To assess the well-being of their subjects, Brown and her research team have been collecting data on factors such as death rates, hydration status, blood enzyme levels, and fighting behaviours under short and long duration transportation conditions. They’ve also been logging temperature and humidity variations between trailer compartments during the different journeys.

By comparing the differences in stress responses in piglets undergoing short and long transports, the researchers will provide valuable scientific evidence that can guide the Canada Food Inspection Agency’s (CFIA) proposed policy changes to the swine transportation code of practice.

The CFIA decided in February, 2019 that the legal limits of transportation duration for pigs be reduced from 36 hours to 28 hours – the current American limit. This has Canadian producers concerned about time limits being set without any supporting scientific data.

“Such a policy change could potentially be a non-science based barrier to the market for industry participants,” says Daryl Possberg, the general manager of  Saskatchewan’s Polar Park Farms. “Increasing regulations that have no bearing on pig outcomes would simply add financial and environmental cost to pork production.”

Industry partners such as Possberg are critical to swine ethology research since they provide study subjects in commercial settings. In turn, he recognizes the importance of scientific studies regarding swine welfare, particularly piglet transport since his company transports up to 450,000 pigs each year.

“The more [we know], the better decisions we can make,” says Possberg. “When there is a good healthy pig, competent loading personnel, good facilities, appropriate stocking densities and a good driver, [I think that] pig welfare is very good today.”

Possberg explains the economic advantages of shipping the piglets to fnishing facilities in Ontario and Iowa where there’s easier access to lower cost feed and  abbatoirs. Geographical separation of farms decreases the vertical transfer of disease from parent to offspring – a measure that contributes to Western Canada’s high herd health status.

While Brown’s initial study is focused on the impact of current transport conditions on weanling pigs, subsequent studies will examine other factors such as trailer types, options for climate control and internal hydraulics and provisions for water and electrolytes. In the future, new trailer designs and technologies that improve the quality of transport could reduce the impact of long hauls on the animals.

“Better trailer designs…will take into consideration the variation in weather and temperature seen in Canada,” says Possberg. “Trailers should be more responsive to changes in outside temperature, and in the event of a snowstorm causing a road closure, it would be nice to have the ability to provide water to the animals on board.”

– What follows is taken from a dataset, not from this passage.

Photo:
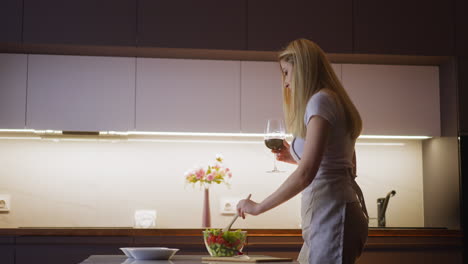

Brown agrees that trailer design may be an important factor and points out that Canada’s climate and vastness present unique challenges to swine production: “Most transport research has been done in European countries where they have shorter hauls, different road conditions, and less seasonal variation.”

Brown also emphasizes the importance of  industry partners such as Possberg whose co-operation makes these important welfare studies possible.

“I appreciate the practical experience of producers and their vital contributions to science. When conducting research, we strive to create a positive experience for the producers, transporters, and pigs alike,” she says.

This project is funded by the Agriculture Development Fund of Saskatchewan.